The quality of spending is important. Some uses of money lead to an increase in real productive capacity; and many do not. I have never read any MMT theorist claim there to be no distinction between the two, or that the latter uses are somehow preferable to the former; but I've seen plenty make the point that declining to invest in the real economy doesn't exactly lead to growth.
Er, "money is a proxy for wealth" -- not sure what I was talking about there -- meant to edit that out. Whoopsie.
This is a strange occurance - thoughtful, civil disagreements on hot-button political issues on the Internet =)

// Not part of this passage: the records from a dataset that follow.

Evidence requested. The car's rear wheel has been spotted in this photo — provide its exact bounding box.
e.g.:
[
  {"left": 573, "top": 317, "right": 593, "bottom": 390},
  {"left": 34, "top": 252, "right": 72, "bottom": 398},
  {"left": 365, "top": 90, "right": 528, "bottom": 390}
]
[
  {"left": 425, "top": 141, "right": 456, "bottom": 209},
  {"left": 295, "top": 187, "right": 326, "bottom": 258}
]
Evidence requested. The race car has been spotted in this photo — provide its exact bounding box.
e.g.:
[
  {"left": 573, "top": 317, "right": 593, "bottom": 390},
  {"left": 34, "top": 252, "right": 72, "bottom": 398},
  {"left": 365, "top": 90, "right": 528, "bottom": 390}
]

I still don't find it compelling. While I agree that macroeconomists are poor at predicting things, it doesn't mean the science itself is useless. Imagine yourself asking a biologist how many pounds the average penguin will weigh in 10,000 years. How confident would you expect that to be, or what about the relative population of guppies in 500 years?
That is the kind of predictions people expect from economists. What economists are actually good at is creating models and understanding how some phenomena work - just like biologists are good at understanding how animals evolve, or how certain adaptations increase survivability.
So saying that academic economists have no success in making grand predictions is irrelevant, and I simply disagree that bad ideas don't get weeded out. Some of them - rent control, protectionism, cost-push inflation, command economies - have already been weeded out and are only held by cranks. Does the presence of alternative medicine programs in ivy league schools mean that modern medicine in academia is complete nonsense? Of course not.
My understanding of field is that MMT is a fringe view, and while it may turn out to be correct (like I said, it was right on the money about exports-imports - that is one of the biggest focuses I do on economic science blogging) supporters should keep that in mind, and be atleast a little more humble when declaring its ideas to be metaphysical truth like the original post here does.
"That is the kind of predictions people expect from economists."
It's also touted by economists as what they do (hence they need to be paid millions a year).
Everyone's fine with an economist who asserts partial knowledge and prices themselves appropriately. We KNOW that the future is hard to predict.
But when you assert that your value is billions because you predict the future and in practice get it wrong, there's not a lot of sympathy.
See, for example, overpaid executives.